Posted on: 23rd Jan, 2009 01:48 am
I bought a friend an auto for $4,000 without listing a lien on the title. The individual filed Chapter 7, Federal court 3 months later, Dec, 2008 in Michigan . He was told his home with a mortgage lien is protected n(equity $10,000) but his auto is not without a lien. I understand there is a $2500 federal auto exemption- should this amount not apply to reduce his liability? The vehicle may only be worth $3000 now to further reduce the bancrupcy trustee's claim. PJC
Posted on: 26th Jan, 2009 07:43 am
Yes, he should get the $2500 federal auto exemption and this should reduce his liability.
Posted on: 26th Jan, 2009 10:29 pm
Hello community!... I'm in some serious mess and would like to ask some questions…Just hope someone can answer them. There's a lien on my property. Right now, I'm also planning to file bankruptcy as well. So my question is…Will my filing bankruptcy remove the lien from my property??? Or does the lien still remains on the property forever??? There's another question for you guys as well… I am divorced and live in community property state so my question goes… will this bankruptcy filing of mine wipe my community debts as well? I hope someone soon answers my question…Sorry for being long winded…but can't help it…I'm in desperate need of help…
Posted on: 30th Jan, 2009 02:33 am
Hi Guest,

As far as I know, under some conditions, you may be able to file a special motion to remove some of your liens. The creditors will not remove the lien from the property until they get an order from the bankruptcy court to remove them. You will have to consult your bankruptcy attorney and check if you can file the special motion for removing the liens.

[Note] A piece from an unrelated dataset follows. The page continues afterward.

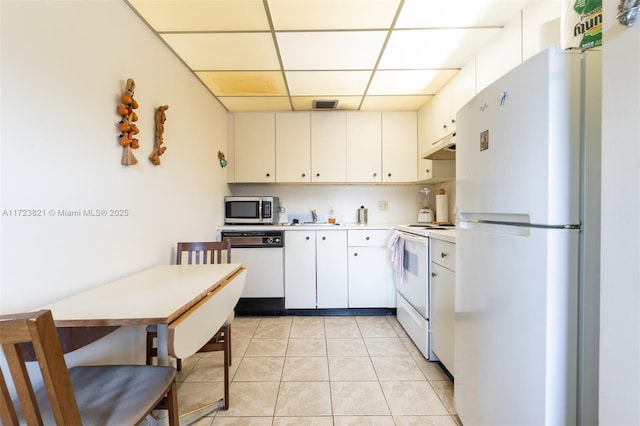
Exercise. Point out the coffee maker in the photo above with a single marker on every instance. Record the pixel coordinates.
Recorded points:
(425, 214)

As far as the question regarding the community debts are concerned, you can be discharged from all the community debts which are dis-chargeable according to bankruptcy law. But remember that if you are discharged from the community debts, then it makes your ex-spouse liable for the entire debt.


Posted on: 30th Jan, 2009 02:43 am
i did not have the funds to pay for my court fee installments and I have a dismissal hearing coming up. The trustee took my tax return which is the only thing i was counting on to pay my it comes down to bankruptcy or a place to live...will my 09 refund be returned to me in the case of my dismissal?
Posted on: 07th Feb, 2009 11:12 am
I guess the refund should be returned to you after the dismissal.
Posted on: 08th Feb, 2009 07:16 am
The debtor never finished paying for the ATV 1128.38, I have a valid UCC filing, I dont know if he even still has the ATV or if he sold it and chose not to pay it off. Can a debt that was Sold out of Trust SOT be discharged. How can I find out if he still has the ATV. (1200 miles away) :?:
Posted on: 16th Feb, 2009 12:43 pm
I think you should contact your lender and get the information from him. The lender is the best person to tell you whether he has sold the ATV or not.